As Wall Street gears up for key inflation data, Wells Fargo Securities’ Michael Schumacher believes one thing is clear: “The Fed is not your friend.”
He warns Federal Reserve chair Jerome Powell will likely hold interest rates higher for longer, and it could leave investors on the wrong side of the trade.
“You think about the history over the last 15 years. Whenever there was weakness, the Fed rides to the rescue. Not this time. The Fed cares about inflation, and that’s just about it,” the firm’s head of macro strategy told CNBC’s “Fast Money” on Monday. “So, the idea of lots of easing — forget it.”
The Labor Department will release its January consumer price index, which reflects prices for good and services, on Tuesday. The producer price index takes the spotlight on Thursday.

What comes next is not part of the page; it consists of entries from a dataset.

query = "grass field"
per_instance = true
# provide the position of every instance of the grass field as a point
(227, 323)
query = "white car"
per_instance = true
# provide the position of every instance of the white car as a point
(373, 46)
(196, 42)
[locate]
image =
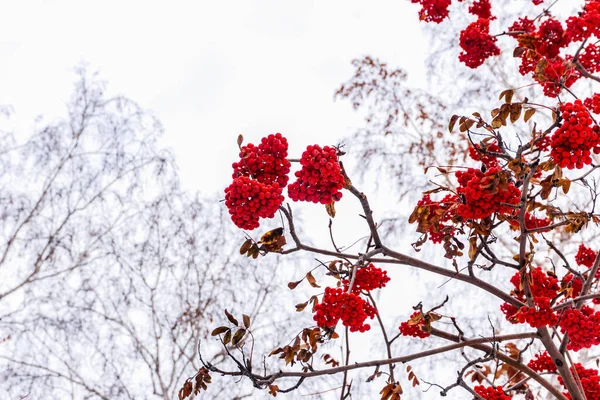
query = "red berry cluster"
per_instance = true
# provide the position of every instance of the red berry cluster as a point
(590, 381)
(414, 329)
(479, 153)
(544, 288)
(542, 363)
(433, 10)
(531, 222)
(320, 179)
(249, 200)
(550, 38)
(482, 9)
(540, 54)
(485, 193)
(571, 287)
(265, 163)
(593, 103)
(573, 142)
(350, 308)
(538, 316)
(367, 279)
(582, 326)
(586, 24)
(477, 43)
(554, 74)
(589, 58)
(543, 144)
(490, 393)
(438, 213)
(585, 256)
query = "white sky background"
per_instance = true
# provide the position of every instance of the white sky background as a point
(209, 70)
(212, 70)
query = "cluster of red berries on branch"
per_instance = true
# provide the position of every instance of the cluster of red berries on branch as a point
(593, 103)
(477, 43)
(571, 287)
(490, 393)
(480, 152)
(585, 256)
(482, 9)
(589, 58)
(414, 326)
(266, 163)
(320, 179)
(339, 305)
(249, 200)
(590, 381)
(531, 222)
(544, 288)
(540, 41)
(485, 193)
(582, 326)
(433, 10)
(538, 316)
(576, 138)
(542, 363)
(367, 279)
(258, 180)
(434, 216)
(586, 24)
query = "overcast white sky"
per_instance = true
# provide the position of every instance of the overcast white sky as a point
(209, 70)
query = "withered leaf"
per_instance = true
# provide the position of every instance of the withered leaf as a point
(515, 112)
(186, 390)
(292, 285)
(246, 319)
(301, 306)
(453, 120)
(311, 279)
(237, 337)
(518, 51)
(227, 337)
(528, 114)
(219, 330)
(231, 318)
(273, 389)
(246, 246)
(507, 94)
(330, 208)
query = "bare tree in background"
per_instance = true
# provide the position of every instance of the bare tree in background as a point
(110, 273)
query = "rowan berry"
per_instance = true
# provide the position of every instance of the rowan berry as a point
(414, 326)
(484, 194)
(477, 43)
(367, 279)
(248, 200)
(266, 163)
(573, 142)
(433, 10)
(482, 9)
(320, 179)
(350, 308)
(542, 363)
(490, 393)
(593, 103)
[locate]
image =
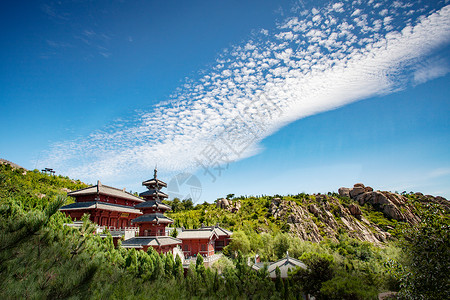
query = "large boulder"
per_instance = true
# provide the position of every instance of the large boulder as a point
(356, 191)
(355, 210)
(344, 192)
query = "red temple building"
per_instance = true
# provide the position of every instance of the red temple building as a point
(152, 223)
(205, 240)
(107, 206)
(118, 209)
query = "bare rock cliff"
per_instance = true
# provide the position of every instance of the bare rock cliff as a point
(328, 216)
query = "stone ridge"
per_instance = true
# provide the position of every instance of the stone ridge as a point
(327, 216)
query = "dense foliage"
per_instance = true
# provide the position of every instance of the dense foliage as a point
(42, 258)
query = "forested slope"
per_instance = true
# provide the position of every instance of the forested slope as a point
(41, 258)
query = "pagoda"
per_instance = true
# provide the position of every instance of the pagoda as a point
(106, 206)
(152, 223)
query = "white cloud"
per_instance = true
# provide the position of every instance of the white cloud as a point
(431, 69)
(258, 88)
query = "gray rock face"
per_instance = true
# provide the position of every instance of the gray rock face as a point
(301, 220)
(322, 216)
(344, 192)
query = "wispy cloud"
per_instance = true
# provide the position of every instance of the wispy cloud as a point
(431, 69)
(317, 61)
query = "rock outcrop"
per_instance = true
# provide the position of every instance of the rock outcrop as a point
(229, 205)
(327, 217)
(393, 206)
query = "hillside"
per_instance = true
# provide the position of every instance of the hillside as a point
(33, 189)
(366, 215)
(356, 244)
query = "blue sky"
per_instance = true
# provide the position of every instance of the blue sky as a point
(252, 97)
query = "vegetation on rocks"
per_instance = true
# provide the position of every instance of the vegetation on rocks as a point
(353, 249)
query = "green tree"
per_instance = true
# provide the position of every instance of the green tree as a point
(319, 271)
(426, 250)
(200, 267)
(240, 242)
(178, 268)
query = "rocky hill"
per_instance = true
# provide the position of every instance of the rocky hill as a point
(365, 214)
(360, 212)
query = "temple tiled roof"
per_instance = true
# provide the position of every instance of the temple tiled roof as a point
(218, 230)
(105, 190)
(285, 264)
(100, 205)
(154, 193)
(157, 217)
(153, 181)
(140, 241)
(196, 234)
(153, 203)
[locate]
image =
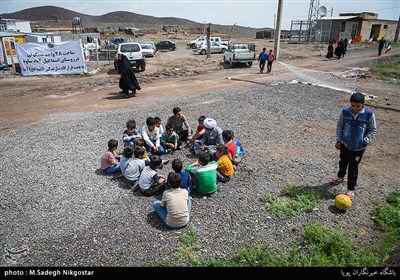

“Inflation could come off a fair bit. But we still don’t know exactly what the destination is,” said Schumacher. “[That] makes a big difference to the Fed – if that’s 3%, 3.25%, 2.75%. At this point, that’s up in the air.“
He warns the year’s early momentum cannot coexist with a Fed that’s adamant about battling inflation.
“Higher yields… doesn’t sound good to stocks,” added Schumacher, who thinks market optimism will ultimately fade. So far this year, the tech-heavy Nasdaq is up almost 14% while the broader S&P 500 is up about 8%.
Schumacher also expects risks tied to the China spy balloon fallout and Russia tensions to create extra volatility.
For relative safety and some upside, Schumacher still likes the 2-year Treasury Note. He recommended it during a “Fast Money” interview in Sept. 2022, saying it’s a good place to hide out. The note is now yielding 4.5% — a 15% jump since that interview.
His latest forecast calls for three more quarter point rate hikes this year. So, that should support higher yields. However, Schumacher notes there’s still a chance the Fed chief Powell could shift course.
“A number of folks in the committee lean fairly dovish,” Schumacher said. “If the economy does look a bit weaker, if the jobs picture does darken a fair bit, they may talk to Jay Powell and say ‘Look, we can’t go along with additional rate hikes. We probably need a cut or two fairly soon.’ He may lose that argument.”